Herbert Uhl (FW) beantragte, gleich damit anzufangen. Er forderte, den Haushalt an die vom Gemeinderat 2010 beschlossene Finanzleitlinie anzupassen. Demnach dürfen etwa die Schulden minus Rücklagen nicht mehr als 17 Millionen Euro betragen, die Ausgaben dürfen im Vergleich zum Vorjahr immer ein Prozent weniger steigen, als die Einnahmen. Besonders auf letzteren Punkt lege er Wert, so Uhl, die Ausgaben müssten darum gekürzt werden. Was, wie Kämmerer Markus Porombka anmerkte, aber dazu führen werde, dass die Gemeinde noch einige Monate ohne gültigen Haushalt auskommen müsse. Auf einen solchen "Shutdown" wollte es die Mehrheit nicht ankommen lassen, gegen die Stimmen der Freien Wähler und der FBU wurde der Antrag abgelehnt.

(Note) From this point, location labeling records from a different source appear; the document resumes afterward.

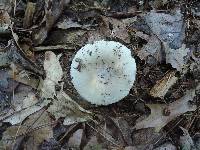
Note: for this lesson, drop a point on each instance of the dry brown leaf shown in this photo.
(53, 10)
(29, 13)
(176, 57)
(118, 28)
(36, 129)
(64, 106)
(24, 104)
(152, 48)
(54, 74)
(162, 86)
(158, 119)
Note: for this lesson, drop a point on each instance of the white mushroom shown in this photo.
(103, 72)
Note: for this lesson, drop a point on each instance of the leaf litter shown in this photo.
(35, 89)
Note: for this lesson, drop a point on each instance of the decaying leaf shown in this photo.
(118, 28)
(4, 61)
(53, 10)
(24, 104)
(152, 48)
(186, 141)
(64, 106)
(26, 78)
(54, 74)
(5, 21)
(29, 13)
(166, 146)
(75, 140)
(176, 57)
(35, 130)
(162, 86)
(168, 28)
(159, 119)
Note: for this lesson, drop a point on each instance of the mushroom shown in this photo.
(103, 72)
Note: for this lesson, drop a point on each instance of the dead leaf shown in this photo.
(53, 10)
(118, 28)
(5, 21)
(186, 141)
(54, 74)
(24, 104)
(35, 129)
(29, 14)
(152, 48)
(75, 140)
(166, 146)
(176, 57)
(64, 106)
(168, 28)
(162, 86)
(158, 119)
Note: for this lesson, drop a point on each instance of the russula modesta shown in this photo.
(103, 72)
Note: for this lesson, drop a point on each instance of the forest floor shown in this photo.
(41, 109)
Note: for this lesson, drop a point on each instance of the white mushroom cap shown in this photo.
(103, 72)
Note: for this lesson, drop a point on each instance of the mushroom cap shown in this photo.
(103, 72)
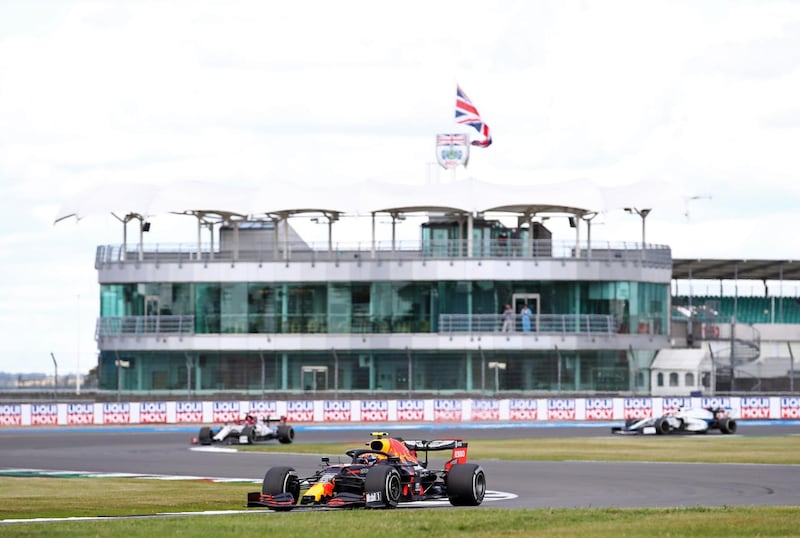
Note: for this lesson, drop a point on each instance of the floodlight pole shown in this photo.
(642, 213)
(55, 378)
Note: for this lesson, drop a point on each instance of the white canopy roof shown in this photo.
(471, 195)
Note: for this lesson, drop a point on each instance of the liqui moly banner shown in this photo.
(523, 409)
(336, 410)
(264, 409)
(790, 407)
(485, 410)
(117, 413)
(44, 414)
(374, 410)
(670, 405)
(754, 407)
(10, 415)
(80, 413)
(721, 401)
(189, 412)
(446, 410)
(300, 411)
(637, 408)
(410, 410)
(153, 412)
(561, 409)
(225, 412)
(599, 408)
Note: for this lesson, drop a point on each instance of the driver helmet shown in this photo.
(369, 459)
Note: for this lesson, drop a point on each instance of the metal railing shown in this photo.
(154, 325)
(624, 252)
(539, 324)
(277, 324)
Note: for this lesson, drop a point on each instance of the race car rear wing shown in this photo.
(458, 447)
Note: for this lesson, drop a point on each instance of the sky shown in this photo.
(701, 94)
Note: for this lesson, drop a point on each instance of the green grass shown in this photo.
(26, 498)
(694, 448)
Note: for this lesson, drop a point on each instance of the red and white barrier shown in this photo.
(412, 410)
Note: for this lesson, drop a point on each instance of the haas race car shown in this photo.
(691, 420)
(389, 472)
(246, 432)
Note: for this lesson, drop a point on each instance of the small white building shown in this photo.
(679, 372)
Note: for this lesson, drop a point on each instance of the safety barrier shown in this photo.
(410, 410)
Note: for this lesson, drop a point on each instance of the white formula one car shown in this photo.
(246, 432)
(689, 420)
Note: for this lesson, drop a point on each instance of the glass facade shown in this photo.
(375, 307)
(380, 307)
(375, 371)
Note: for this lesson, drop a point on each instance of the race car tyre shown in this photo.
(285, 434)
(250, 433)
(383, 480)
(727, 425)
(281, 480)
(466, 484)
(662, 426)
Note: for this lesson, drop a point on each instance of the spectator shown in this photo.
(526, 318)
(508, 319)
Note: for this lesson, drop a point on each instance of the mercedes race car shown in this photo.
(248, 431)
(690, 420)
(389, 472)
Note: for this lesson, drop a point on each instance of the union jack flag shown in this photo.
(467, 114)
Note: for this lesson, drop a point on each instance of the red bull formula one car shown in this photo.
(389, 472)
(248, 431)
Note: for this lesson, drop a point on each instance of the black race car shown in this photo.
(385, 474)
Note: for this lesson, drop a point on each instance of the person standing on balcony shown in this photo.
(526, 318)
(508, 319)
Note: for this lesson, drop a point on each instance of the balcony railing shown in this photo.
(154, 325)
(313, 324)
(650, 255)
(539, 324)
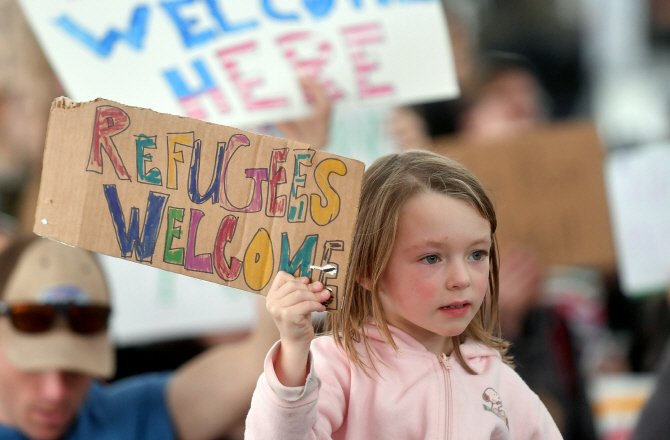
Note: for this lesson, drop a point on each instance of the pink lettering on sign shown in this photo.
(193, 107)
(359, 38)
(109, 121)
(309, 57)
(231, 64)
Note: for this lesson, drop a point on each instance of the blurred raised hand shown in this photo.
(314, 129)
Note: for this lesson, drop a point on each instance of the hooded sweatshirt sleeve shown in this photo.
(545, 427)
(313, 411)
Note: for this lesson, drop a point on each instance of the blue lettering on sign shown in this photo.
(129, 238)
(134, 36)
(185, 25)
(358, 4)
(273, 13)
(319, 8)
(179, 86)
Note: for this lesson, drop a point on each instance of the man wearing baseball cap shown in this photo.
(55, 349)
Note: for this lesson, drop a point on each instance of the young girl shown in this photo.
(414, 353)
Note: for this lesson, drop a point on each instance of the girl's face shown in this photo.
(437, 275)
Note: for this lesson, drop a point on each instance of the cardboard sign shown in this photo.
(237, 62)
(548, 189)
(191, 197)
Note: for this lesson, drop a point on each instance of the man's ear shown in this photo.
(366, 283)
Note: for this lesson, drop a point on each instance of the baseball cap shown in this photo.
(50, 272)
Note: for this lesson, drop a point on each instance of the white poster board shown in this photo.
(236, 62)
(638, 187)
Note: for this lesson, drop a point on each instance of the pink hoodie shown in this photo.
(418, 396)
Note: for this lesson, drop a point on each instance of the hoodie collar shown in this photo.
(476, 355)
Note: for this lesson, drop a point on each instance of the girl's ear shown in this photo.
(366, 283)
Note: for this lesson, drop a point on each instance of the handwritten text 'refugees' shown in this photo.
(258, 264)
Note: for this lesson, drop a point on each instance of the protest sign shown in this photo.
(195, 198)
(638, 187)
(237, 62)
(548, 188)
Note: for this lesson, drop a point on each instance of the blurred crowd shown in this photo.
(520, 64)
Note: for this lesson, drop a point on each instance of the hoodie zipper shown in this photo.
(444, 360)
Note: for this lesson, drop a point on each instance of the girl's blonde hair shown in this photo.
(387, 185)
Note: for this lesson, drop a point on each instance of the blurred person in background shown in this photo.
(55, 350)
(505, 98)
(654, 422)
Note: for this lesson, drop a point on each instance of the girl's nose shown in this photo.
(54, 385)
(458, 278)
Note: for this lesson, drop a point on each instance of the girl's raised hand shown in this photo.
(291, 302)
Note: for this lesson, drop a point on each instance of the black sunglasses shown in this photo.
(38, 318)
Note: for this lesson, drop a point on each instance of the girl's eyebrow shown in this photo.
(439, 243)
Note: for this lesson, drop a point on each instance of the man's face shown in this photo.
(39, 404)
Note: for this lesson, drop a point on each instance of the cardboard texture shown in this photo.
(548, 189)
(195, 198)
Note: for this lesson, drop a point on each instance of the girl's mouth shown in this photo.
(455, 306)
(456, 310)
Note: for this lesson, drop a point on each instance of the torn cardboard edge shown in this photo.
(196, 198)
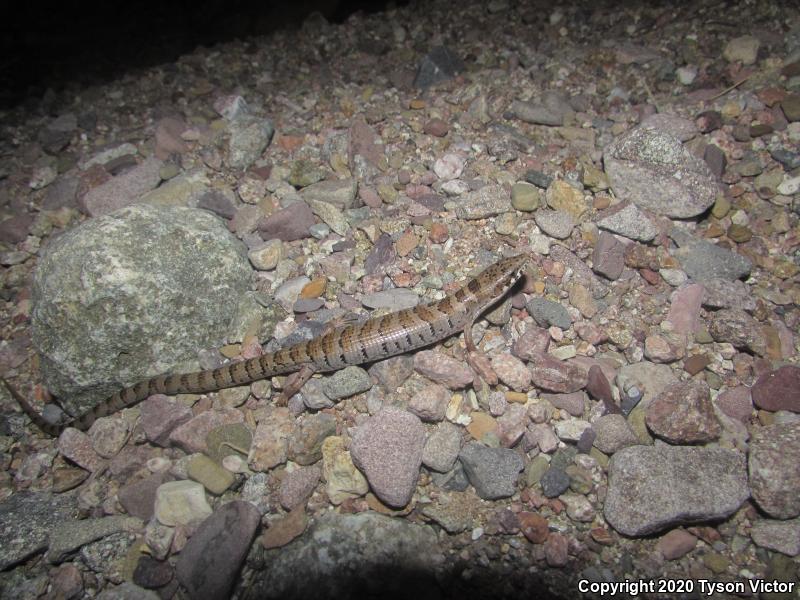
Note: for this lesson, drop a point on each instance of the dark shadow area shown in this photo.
(56, 45)
(396, 582)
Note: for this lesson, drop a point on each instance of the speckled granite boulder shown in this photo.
(130, 295)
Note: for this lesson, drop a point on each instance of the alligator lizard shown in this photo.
(374, 339)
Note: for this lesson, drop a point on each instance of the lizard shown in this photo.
(375, 339)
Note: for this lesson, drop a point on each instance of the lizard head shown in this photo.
(496, 280)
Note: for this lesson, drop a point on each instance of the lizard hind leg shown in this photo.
(293, 383)
(38, 420)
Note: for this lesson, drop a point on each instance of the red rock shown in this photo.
(736, 403)
(778, 390)
(683, 414)
(554, 375)
(534, 527)
(684, 310)
(556, 550)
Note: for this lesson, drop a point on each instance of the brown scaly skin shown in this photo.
(352, 344)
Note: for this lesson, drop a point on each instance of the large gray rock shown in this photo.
(655, 488)
(133, 294)
(649, 166)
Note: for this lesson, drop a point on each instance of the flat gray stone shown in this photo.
(652, 488)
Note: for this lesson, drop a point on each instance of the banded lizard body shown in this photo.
(374, 339)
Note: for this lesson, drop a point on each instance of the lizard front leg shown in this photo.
(476, 358)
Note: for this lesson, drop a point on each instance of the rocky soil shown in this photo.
(643, 434)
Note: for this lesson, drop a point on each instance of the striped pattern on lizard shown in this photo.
(371, 340)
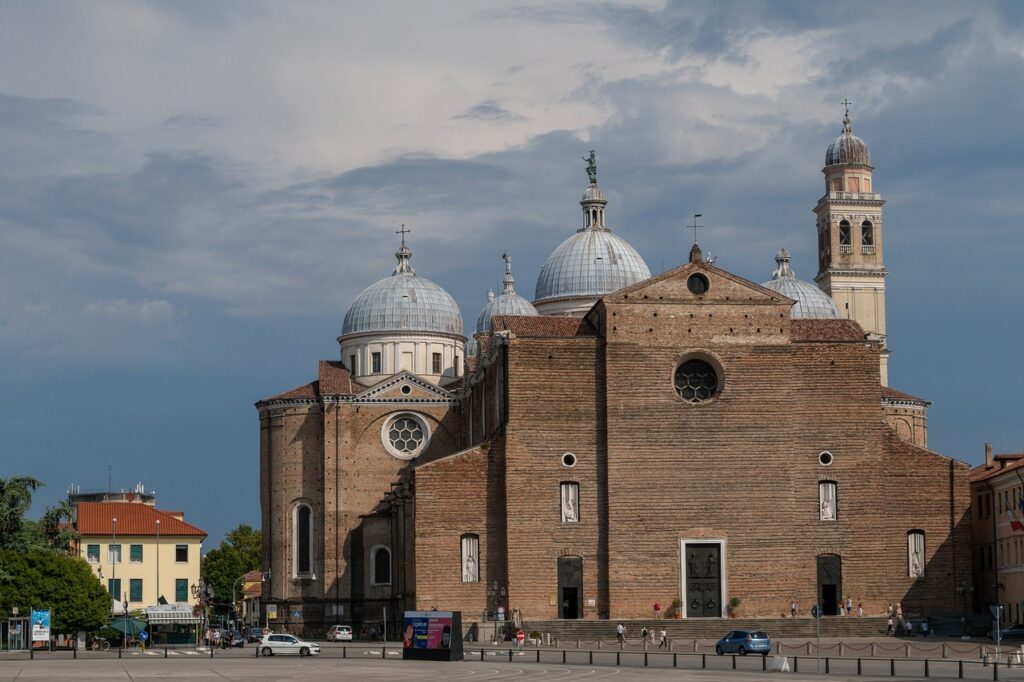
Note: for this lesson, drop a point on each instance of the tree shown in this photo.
(43, 579)
(241, 551)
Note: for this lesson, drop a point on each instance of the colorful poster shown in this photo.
(41, 626)
(427, 630)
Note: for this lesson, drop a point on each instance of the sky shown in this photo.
(192, 194)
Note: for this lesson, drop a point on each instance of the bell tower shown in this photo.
(851, 269)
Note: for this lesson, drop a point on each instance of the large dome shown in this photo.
(848, 148)
(811, 302)
(509, 303)
(403, 302)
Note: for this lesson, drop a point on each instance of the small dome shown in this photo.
(509, 303)
(848, 148)
(403, 302)
(811, 302)
(592, 262)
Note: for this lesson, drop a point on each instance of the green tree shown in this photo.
(43, 579)
(241, 551)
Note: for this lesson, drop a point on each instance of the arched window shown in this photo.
(844, 235)
(382, 566)
(470, 558)
(866, 233)
(827, 509)
(302, 546)
(915, 553)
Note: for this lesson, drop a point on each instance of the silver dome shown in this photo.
(509, 303)
(811, 302)
(848, 148)
(403, 302)
(592, 262)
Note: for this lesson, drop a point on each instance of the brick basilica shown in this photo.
(620, 440)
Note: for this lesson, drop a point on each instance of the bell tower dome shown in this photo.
(851, 269)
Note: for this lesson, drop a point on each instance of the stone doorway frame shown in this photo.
(723, 569)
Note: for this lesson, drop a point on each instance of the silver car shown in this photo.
(274, 644)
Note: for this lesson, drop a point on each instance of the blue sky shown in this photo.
(192, 194)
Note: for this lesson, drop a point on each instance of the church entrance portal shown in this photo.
(829, 583)
(704, 581)
(570, 588)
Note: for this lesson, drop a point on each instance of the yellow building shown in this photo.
(139, 552)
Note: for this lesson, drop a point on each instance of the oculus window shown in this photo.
(470, 558)
(696, 381)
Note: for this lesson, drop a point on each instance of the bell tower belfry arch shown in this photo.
(851, 268)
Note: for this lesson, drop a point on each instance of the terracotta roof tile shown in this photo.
(543, 326)
(894, 394)
(96, 518)
(826, 330)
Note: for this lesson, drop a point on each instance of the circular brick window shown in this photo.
(404, 435)
(696, 381)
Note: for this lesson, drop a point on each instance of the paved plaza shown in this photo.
(370, 663)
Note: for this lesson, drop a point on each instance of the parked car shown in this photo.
(339, 634)
(273, 644)
(743, 642)
(1013, 632)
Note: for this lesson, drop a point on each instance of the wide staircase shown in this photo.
(589, 632)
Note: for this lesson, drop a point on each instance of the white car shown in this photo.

Von den Grünen kam eine andere Idee, wie sich die Gemeinde viel Geld sparen könnte: Man solle einfach auf den Bau der Umfahrung Weißenfeld-Parsdorf verzichten, schlug Fraktionssprecher Axel Weingärtner vor. Derzeit wird kalkuliert, dass Vaterstetten abzüglich Zuschüsse und Beteiligung des Investors des Parsdorfer Gewerbegebietes noch mindestens neun Millionen für die neue Straße zahlen muss. "Das Geld, das wir da verbauen, wird uns fehlen", so Weingärtner. Er rechnet ohnehin damit, dass die Gemeinde lediglich den Parsdorfer Teil der Trasse, an dem sich der Investor mit 4,5 Millionen Euro beteiligen soll, bauen wird, "für Weißenfeld geht uns dann das Geld aus".

Ebenfalls ein finanzielles Risiko sei die unzureichende Planung für die Zukunft des Schulgrundstückes an der Gluckstraße. Die Schule soll in diesem Herbst in ihr neues Haus umziehen - dessen Bau mit insgesamt 45 Millionen Euro nicht unerheblich zum Überschreiten der Schallmauer beigetragen hat. Um die dafür nötigen Schulden wieder abzutragen, soll das dann ehemalige Schulareal verkauft werden. Weingärtner kritisierte, dass es dafür derzeit keinen konkreten Plan gebe, und warnte davor, ohne eine zügige Verwertung "bricht unsere gesamte Finanzplanung zusammen".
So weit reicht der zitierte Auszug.